Mr Obama supported the “public option” – a government-run scheme to compete alongside private insurance plans – but did not insist on it. In the end, the bill that passed was anything but a socialist scheme. It was centrist through and through.

The fiscal stimulus, too, was a centrist initiative. It was smaller than the left wanted, and included temporary tax cuts as well as increases in spending. When you set healthcare and budget policy alongside the administration’s other policies – the delay on closing the Guantánamo prison, the commitment of extra forces to Afghanistan, the many Bush-like assertions of executive privilege – the left’s discontent is easy to understand. Why, then, are moderates and independents moving in such numbers to support Republicans?

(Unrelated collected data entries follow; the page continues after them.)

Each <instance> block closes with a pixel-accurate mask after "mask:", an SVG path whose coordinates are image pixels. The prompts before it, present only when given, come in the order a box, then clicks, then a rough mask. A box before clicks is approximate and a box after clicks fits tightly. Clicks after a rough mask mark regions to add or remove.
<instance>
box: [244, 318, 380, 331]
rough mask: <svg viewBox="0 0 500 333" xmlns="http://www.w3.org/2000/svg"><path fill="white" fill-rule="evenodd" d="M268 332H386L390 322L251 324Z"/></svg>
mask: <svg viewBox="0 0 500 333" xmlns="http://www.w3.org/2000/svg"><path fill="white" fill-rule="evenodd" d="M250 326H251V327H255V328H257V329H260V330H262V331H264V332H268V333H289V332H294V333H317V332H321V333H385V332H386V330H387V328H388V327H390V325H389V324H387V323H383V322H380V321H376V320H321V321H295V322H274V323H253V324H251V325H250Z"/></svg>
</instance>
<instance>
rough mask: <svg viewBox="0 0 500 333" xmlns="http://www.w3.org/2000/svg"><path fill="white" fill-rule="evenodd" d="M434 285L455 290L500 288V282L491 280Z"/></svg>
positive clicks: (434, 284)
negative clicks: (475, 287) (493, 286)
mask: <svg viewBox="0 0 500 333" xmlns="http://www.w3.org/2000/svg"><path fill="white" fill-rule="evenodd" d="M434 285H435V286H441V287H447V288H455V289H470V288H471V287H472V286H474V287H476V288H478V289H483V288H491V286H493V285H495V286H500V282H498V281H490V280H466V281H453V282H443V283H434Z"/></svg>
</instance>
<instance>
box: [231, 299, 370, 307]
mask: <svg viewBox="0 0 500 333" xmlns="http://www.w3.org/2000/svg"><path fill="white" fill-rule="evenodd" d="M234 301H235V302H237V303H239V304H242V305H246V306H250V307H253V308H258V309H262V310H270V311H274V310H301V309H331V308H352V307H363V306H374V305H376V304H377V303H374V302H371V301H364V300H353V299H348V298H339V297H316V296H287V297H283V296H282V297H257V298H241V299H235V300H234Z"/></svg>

Because Mr Obama, though wisely failing to insist on the left’s agenda, has chosen not to disown it. Unlike Bill Clinton, an instinctive centrist, Mr Obama is a progressive liberal. He wishes he could give the left what it wants. A disciplined and obstructive Republican opposition, fearful conservatives in his own party, and the mood of the country all make that, in his judgment, impossible. Mr Obama’s pragmatic temperament advises patience. Do what can be done, he calculates. Come back later for more.

This was half-right. If Mr Obama had followed the advice of the party’s progressive wing, he would have killed his administration’s electoral prospects – and his own hopes of a second term stone dead. But he needed to go further. Once he understood that compromise was necessary he had to repudiate the left, not apologise to it.

He should have chosen centrism unreservedly – as many voters believed he had promised during his election campaign. Then he could have championed, as opposed to meekly accepting, centrist bills that maintained the role of private insurance in healthcare and a stimulus that included big tax cuts. Instead, he stepped back, put Congress in charge, and gave the appearance of having compromise forced upon him by Republicans and conservative Democrats.

Had he owned and campaigned for those centrist outcomes, the left would have been no angrier than it is anyway. The anger of the left, like the anger of the right, is always simply on or off: it cannot be modulated. But this fury could then have been co-opted as Mr Obama’s and the Democrats’ best asset going into Novemberproof to centrists and independents that the president was on their side.

A good rule of politics: if you are going to disappoint the left, make it your enemy. Mr Obama has got the worst of both worlds. He pleads for the left’s patience and understanding, certain to be rebuffed. The centre watches, also feeling betrayed, and waits for November.